Sometimes it’s hard to know who we can rely on when things really get tough.
For the kids who have lived at our house, sometimes — at surprisingly young ages — they feel they can’t rely on anyone but themselves. They try to forge ahead by the strength of their own little hearts and minds because they just don’t know what else to do but push others away.
But we need one another. We need connection; we need relationship.
Watching this community step up to fill that need this week has been incredible. Hundreds lined the streets for the funeral procession of Deputy Nicolas Blane Dixon, we at The Times can barely keep up with a story outlining the donations and gestures being made in his honor, and his funeral service was packed and befitting the man described by his loved ones as “just an amazing person.”
From my perspective here in the newsroom that serves this community, I watched our staff pull together and work to track down every angle of this story. I’m proud of the work they did to tell this story with clarity and compassion — a story we all wish wasn’t true.
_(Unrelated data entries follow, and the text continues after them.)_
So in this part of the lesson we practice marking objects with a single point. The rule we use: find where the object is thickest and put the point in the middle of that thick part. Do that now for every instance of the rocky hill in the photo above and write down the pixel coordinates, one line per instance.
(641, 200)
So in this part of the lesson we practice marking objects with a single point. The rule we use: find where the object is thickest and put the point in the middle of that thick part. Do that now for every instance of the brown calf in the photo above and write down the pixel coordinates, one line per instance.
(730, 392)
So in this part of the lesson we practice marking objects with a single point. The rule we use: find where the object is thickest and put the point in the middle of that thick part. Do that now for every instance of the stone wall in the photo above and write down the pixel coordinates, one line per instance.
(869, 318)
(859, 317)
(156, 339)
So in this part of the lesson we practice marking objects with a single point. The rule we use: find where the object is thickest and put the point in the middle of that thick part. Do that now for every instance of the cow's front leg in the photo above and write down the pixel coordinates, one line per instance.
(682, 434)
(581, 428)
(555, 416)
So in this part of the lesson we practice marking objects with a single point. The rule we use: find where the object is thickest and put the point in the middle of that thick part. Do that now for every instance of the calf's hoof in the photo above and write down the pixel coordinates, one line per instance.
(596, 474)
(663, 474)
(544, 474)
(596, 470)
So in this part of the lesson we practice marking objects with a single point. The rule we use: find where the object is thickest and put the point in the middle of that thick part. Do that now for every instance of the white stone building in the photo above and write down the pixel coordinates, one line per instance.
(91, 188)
We’ve all needed one another as we endured the emotions of this week.
And I can’t help but think what lack of relationship and connection happened in these teen’s lives that led them to this evil end.
Some of us are angry — at what happened, at these teens, at our inability to prevent this tragedy, at God. Some of us are mournful — for the Sheriff’s Office, for Deputy Dixon’s family, for ourselves.
When comforting children in foster care dealing with a whirlwind of emotion, we usually call it “big feelings.” Sometimes it comes out as tantrums, sometimes in tears. We’ve all got some big feelings this week.
Perhaps we need to feel angry for a while. It’s certainly a valid reaction to this horrific tragedy. But anger in the end doesn’t bring us peace.
I didn’t know Deputy Dixon, but what I’ve heard about him this week makes me believe he would know what to do with these big feelings — turn them in to love toward those who need us most.
Hug your kids, your spouse, your friends in law enforcement. And I’d challenge you to find someone who doesn’t have as much love in their life and pour some their way.
Deputy Dixon did that in so many ways in his life, whether it was a hug for a homeless man or cash to help someone get home safe.
I don’t know what amount of love is required to prevent tragedies like the one this week. Sometimes you give and give and the outcome is still tragedy.
But I know I’ve regretted what I’ve done in anger. I’ve never regretted loving someone.
This tragedy hurts us all, but the ones it hurts most is those who knew and loved Deputy Dixon. There’s sorrow because there was connection and relationship and love. Though a bullet severed that earthly relationship, there is connection between us all as we mourn and there is love for his memory and his family.
As we process this loss in our community, let’s turn our emotions and then actions toward love. We need one another.